Kaufkraft wird steigen

Eine Studie des Eduard Pestel Instituts vom Sommer kommt zu dem Ergebnis, dass die Kaufkraft im Landkreis mit einem Mindestlohn von 8,50 Euro um 155,4 Millionen Euro steigen würde. Jeder Einwohner würde mehr als 300 Euro pro Jahr ausgeben können. Die Vereinte Dienstleistungsgewerkschaft (Verdi) und die Gewerkschaft Nahrung-Genuss-Gaststätten (NGG) hatten die Studie in Auftrag gegeben.

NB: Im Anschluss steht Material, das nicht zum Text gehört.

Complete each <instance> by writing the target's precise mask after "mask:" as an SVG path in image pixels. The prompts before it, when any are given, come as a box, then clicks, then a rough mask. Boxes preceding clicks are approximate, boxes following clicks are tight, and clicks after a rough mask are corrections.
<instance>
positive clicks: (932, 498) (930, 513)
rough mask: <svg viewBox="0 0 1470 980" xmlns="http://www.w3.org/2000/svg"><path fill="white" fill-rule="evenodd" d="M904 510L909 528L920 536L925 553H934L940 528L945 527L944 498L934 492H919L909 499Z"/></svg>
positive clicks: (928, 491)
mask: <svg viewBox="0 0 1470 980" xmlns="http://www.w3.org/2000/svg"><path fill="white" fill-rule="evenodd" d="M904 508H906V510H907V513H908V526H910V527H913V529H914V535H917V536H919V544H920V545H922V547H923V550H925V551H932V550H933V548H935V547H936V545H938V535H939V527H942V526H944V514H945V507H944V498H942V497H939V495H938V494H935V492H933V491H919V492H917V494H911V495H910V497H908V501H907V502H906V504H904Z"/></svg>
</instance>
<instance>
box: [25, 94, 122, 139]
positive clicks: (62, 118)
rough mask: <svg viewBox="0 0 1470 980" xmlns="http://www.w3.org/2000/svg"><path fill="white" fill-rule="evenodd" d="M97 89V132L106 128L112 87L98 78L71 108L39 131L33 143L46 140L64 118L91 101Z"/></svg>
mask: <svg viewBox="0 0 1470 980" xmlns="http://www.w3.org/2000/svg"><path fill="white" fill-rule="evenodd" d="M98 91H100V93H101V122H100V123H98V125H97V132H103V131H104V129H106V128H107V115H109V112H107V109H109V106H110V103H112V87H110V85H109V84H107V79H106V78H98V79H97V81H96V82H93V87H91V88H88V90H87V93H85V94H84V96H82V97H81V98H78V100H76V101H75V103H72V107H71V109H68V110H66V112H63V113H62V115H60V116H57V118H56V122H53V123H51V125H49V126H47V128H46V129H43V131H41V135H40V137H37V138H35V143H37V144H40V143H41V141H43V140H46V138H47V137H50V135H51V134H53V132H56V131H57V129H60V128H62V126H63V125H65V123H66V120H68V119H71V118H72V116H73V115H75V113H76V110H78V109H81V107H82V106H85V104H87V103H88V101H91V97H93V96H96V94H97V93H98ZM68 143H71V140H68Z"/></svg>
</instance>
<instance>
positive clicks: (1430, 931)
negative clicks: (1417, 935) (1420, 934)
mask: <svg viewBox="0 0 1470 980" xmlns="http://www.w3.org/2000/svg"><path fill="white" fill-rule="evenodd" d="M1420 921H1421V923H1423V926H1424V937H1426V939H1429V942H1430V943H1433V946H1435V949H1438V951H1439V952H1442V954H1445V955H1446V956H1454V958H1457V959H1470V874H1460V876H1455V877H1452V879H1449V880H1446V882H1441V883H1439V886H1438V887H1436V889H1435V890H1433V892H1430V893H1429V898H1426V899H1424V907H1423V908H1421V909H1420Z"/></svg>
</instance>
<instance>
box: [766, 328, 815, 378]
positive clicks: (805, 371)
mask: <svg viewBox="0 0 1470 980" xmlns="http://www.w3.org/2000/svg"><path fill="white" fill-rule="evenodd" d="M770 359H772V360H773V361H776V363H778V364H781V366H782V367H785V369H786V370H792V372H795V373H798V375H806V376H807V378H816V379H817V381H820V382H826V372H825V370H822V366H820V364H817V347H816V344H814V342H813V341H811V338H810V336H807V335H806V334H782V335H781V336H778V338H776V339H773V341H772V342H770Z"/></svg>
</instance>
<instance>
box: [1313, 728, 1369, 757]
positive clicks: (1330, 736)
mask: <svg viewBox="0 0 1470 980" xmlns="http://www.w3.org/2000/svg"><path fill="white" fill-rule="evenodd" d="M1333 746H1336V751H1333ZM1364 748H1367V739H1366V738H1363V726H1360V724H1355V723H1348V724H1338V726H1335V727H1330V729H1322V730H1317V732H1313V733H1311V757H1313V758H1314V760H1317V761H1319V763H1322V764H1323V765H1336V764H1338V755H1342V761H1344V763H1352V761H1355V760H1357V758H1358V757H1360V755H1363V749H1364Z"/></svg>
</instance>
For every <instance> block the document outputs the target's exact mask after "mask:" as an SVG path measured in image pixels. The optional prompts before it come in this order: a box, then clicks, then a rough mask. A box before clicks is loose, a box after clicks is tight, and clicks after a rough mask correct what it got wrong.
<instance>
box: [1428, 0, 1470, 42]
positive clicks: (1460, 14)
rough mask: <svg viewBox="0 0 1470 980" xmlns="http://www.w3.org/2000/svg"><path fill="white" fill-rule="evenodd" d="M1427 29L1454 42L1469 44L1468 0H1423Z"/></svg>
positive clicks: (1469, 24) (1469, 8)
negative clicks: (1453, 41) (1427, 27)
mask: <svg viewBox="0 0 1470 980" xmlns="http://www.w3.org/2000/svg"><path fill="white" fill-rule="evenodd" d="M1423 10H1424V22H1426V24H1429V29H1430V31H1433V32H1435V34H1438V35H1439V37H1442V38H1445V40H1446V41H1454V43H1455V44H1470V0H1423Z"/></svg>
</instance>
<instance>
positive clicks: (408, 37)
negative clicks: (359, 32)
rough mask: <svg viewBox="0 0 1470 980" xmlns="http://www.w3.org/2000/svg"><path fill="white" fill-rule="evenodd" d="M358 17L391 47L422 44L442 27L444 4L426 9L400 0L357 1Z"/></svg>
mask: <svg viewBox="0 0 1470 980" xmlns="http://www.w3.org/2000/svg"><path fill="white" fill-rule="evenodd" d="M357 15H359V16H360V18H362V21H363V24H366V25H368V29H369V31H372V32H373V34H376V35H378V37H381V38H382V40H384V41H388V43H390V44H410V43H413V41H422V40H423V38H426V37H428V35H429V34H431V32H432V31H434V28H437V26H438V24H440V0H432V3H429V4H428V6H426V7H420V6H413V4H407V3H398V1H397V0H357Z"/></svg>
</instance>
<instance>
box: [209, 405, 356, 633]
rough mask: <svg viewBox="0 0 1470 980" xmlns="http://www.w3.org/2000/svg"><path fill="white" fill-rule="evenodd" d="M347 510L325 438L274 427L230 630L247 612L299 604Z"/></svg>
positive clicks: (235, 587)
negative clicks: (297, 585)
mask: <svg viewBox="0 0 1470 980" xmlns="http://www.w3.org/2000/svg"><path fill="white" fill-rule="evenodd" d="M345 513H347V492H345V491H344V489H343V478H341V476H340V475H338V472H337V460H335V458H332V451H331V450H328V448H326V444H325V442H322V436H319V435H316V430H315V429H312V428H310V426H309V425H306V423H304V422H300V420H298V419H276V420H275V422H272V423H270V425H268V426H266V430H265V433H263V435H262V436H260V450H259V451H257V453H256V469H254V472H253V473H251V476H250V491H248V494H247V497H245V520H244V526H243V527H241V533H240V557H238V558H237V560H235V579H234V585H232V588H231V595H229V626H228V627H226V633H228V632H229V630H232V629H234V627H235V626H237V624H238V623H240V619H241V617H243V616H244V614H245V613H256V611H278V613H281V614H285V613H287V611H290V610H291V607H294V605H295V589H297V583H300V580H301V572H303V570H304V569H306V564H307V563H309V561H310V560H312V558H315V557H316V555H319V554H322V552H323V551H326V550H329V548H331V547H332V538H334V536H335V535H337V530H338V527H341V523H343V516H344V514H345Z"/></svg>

Dabei wurde auch untersucht, was mit der von den „Niedriglöhnern“ geleisteten Arbeit nach der Einführung eines Mindestlohnes passiert. „Für nicht erforderliche Arbeitsleistungen würden Unternehmen wohl auch für Stundenlöhne unterhalb von 8,50 Euro je Stunde niemanden einstellen“, heißt es in der Studie. Eine Substitution dieser Arbeitsleistungen durch Kapital erscheine eher unwahrscheinlich, da Niedriglöhne gerade im Bereich persönlicher Dienstleistungen mit begrenztem Automatisierungspotenzial gezahlt werden. „Wenn diese Arbeitsleistungen also aus unternehmerischer oder gesellschaftlicher Sicht erforderlich sind, so werden sie auch nach Einführung eines Mindestlohnes geleistet werden müssen“, heißt es abschließend in dem Bericht. Ob die Preise in den betroffenen Bereichen steigen oder die Gewinne sinken, werde sich erst nach der Einführung zeigen.